お客様の瞳孔間距離と、装用のメガネの光学中心間距離は、それぞれ61mm、58mmでした。
度数は左右共にSph-3.50Dで、乱視はありません。

プレンティスの公式に依る近似値計算では、片眼当たり、0.525△の基底外方ということになります。
両眼なら1.05△のプリズム量です。

余談ですが、
プレンティスの公式は、将来実施されるであろう「眼鏡技能士」の認定試験でも出題の可能性は高いです。
P=Dh/10(ピーイコールじゅうぶんのディーエッチ)は頭に叩きこんでおきましょう。

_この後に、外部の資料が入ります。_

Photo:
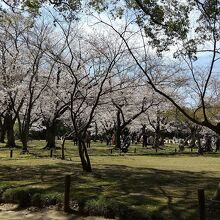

上から目線と思われるようで恐縮ですが、決してそんなつもりはありません。
量販店の店員に光学中心をズラしてプリズムを得るという知識があるとはちょっと驚きましたが、
ご持参のレンズの袋を見ると、ありゃりゃ、ASという大きな文字が!
某大手メーカーが中国のレンズメーカーにOEM生産させている屈折率1.60の片面非球面レンズです。
非球面レンズで偏心によるプリズムは余り関心しません。
1.5mm程度なので、まあ悪影響は無いと思われますが。
でも、1.05△では焼け石に水という程度にしか効果はありません。


とりあえず、片眼遮閉して屈折検査をしますと、
左右共にSph-4.25Dの近視でした。乱視はゼロではないですが、0.25D未満の直乱視です。
ワース4灯検査では周辺融像は複視、
一部融像除去眼位は5.0△B.Outです。


これまで、近視で、ベースアウトプリズム、つまり内斜位に対するプリズム矯正をされたかたで、
本来は内斜位ではなく、検査時に輻輳(寄り目)が過剰に働いてしまっただけという例を見てきました。
輻輳の強いかたは、融像除去眼位検査でも一部融像除去眼位検査でも輻輳が働いてしまいますので要注意です。
特に1メートル程度の距離で検査できる省スペース視力表を使うとその傾向は増えます。


さて、
近視で内斜位の場合、まずは球面調整を行うのが原則ですが、変化は有りませんでした。
プリズム矯正した状態で、ワース4灯、バゴリーニSGテスト、立体視標も正常になりまして、
オルタネイト・カバーテストでも完全に中和しています。
眼球運動も、追随、跳躍ともに全然問題は無くスムーズに動きます。


内斜位と上下斜位は、
外斜位に比べて少ない量で眼精疲労や複視などの不定愁訴を自覚します。
プリズム矯正による矯正効果も高いです。

以前にも書いておりますが、
斜位の矯正やプリズムは、特別なものでも特殊なものでもありません。
程度にはよりますが、光学的に「普通に」矯正しうるものです。